The ascendance of the disease-centred model of drug action did not occur because of overwhelming evidence of the superiority and truth of the disease-centred model. There was not then, and is not now, convincing evidence that any class of psychiatric drugs has a disease centred or disease-specific action. There was not even any real debate about alternative theories of drug action. The disease centred model just took over and the drug-centred view simply faded away. People forgot there had ever been another way of understanding how psychiatric drugs might work.

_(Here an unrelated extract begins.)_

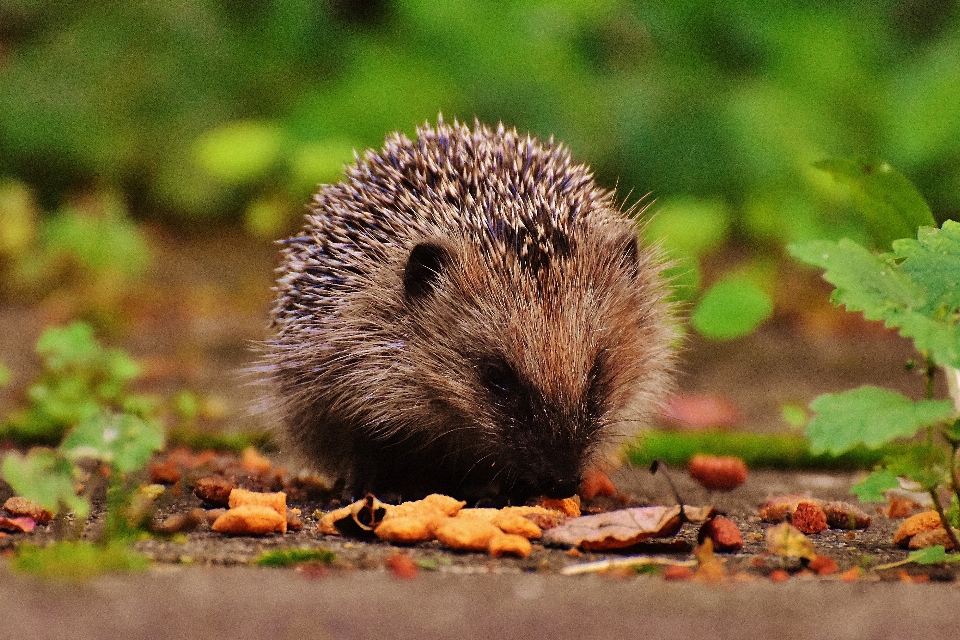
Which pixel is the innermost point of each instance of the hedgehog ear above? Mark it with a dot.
(426, 262)
(629, 253)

My work has focused on rehabilitating the drug-centred view of drug action because I believe it is the correct way of understanding what the drugs we currently use are doing when they are taken by people diagnosed with mental health problems (and anyone else for that matter). The drug-centred model demands a more thorough understanding of the total range of effects that drugs produce and starts from the point of view that all drugs are foreign chemicals that necessarily change the way the body normally functions. The drug-centred model focuses our attention on the impact that drugs have on the body and the brain, and on all the possible consequences that drug-induced alterations can have on how people think, feel and behave. It is a necessary starting point for the sensible, cautious and safe use of drugs in mental health services.